An employee may be an engineer.
An engineer must be an employee.
A truck can only be assigned to one engineer.
An engineer can have only one truck, but an engineer may not be assigned a
truck.
5. An engineer can perform many or no services.
6. A service must be performed by only one engineer.
7. An engineer can have many certifications, but may have none.
8. An engineer certification must be related to one engineer.
9. Engineer certification can have only a single certification test.
10. A certification test can create several engineer certifications.
11. A service is associated with many or no clients.
12. A client can have many services, but must have at least one service.
Summary
This lesson discussed the concepts of functional dependence and how it is used to find the
primary key, which is one of the most important attributes in every table.
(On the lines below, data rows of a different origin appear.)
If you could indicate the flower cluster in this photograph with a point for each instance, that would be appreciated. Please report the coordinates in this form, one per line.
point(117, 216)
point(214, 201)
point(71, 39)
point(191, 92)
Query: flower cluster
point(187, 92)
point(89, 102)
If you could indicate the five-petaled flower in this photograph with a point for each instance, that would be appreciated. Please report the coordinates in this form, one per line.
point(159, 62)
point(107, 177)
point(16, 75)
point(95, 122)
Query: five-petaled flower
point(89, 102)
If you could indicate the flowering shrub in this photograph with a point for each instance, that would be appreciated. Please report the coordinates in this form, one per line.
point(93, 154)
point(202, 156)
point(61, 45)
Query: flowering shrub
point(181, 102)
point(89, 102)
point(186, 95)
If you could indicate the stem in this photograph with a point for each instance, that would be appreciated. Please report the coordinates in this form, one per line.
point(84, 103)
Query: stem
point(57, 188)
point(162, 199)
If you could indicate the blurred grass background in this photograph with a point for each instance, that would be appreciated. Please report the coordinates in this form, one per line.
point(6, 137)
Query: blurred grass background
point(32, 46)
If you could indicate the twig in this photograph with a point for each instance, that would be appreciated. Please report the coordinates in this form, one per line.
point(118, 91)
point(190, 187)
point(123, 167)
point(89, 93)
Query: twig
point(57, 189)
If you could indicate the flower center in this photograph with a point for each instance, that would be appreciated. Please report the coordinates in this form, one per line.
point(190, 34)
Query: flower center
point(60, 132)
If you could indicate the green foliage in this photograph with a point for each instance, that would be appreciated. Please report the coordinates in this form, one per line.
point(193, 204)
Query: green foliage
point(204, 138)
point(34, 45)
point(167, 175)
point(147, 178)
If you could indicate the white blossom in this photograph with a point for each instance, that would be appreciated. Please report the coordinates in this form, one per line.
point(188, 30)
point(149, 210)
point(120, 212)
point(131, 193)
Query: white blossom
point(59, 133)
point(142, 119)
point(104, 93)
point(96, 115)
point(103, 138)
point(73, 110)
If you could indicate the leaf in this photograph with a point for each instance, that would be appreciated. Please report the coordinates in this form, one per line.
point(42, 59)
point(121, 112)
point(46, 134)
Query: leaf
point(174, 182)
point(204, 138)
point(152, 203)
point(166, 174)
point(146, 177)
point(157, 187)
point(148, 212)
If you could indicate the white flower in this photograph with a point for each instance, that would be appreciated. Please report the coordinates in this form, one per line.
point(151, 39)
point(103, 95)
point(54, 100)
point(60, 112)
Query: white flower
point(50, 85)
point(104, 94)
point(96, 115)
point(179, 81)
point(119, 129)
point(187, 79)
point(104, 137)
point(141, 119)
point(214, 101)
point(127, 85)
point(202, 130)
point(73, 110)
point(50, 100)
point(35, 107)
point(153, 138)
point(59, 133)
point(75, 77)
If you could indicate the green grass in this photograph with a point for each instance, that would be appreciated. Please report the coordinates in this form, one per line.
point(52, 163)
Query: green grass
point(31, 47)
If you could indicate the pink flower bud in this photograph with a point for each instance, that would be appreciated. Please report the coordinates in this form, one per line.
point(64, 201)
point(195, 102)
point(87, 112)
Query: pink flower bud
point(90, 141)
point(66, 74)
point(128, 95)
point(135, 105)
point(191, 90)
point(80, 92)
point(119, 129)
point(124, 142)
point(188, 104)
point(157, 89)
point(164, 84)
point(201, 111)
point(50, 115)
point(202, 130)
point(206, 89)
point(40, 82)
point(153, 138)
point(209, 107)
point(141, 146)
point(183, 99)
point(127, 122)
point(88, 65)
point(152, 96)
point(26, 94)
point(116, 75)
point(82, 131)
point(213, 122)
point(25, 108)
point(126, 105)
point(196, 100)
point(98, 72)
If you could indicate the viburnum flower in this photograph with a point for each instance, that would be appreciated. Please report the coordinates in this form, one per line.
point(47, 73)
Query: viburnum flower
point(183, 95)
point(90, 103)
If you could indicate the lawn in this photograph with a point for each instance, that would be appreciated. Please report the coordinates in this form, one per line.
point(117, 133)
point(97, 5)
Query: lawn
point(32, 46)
Once we have found
the primary key, we can use a table primary key as an attribute in another table, which we
called a foreign key (Kroenke & Auer, 2016). By defining the primary key and foreign key
relationships, we implemented the relational schema that is defined in our entity relationship
diagrams. As part of this process, we determined the business rules that defined the
referential integrity rules that we want our DBMS to enforce. In addition, we reviewed the
basic building blocks of the entity relationship diagram.
References
Kroenke & Auer (2016), Data Processing: Fundamentals, Design, and Implementation, Upper Saddle
River, New Jersey: Pearson Learning.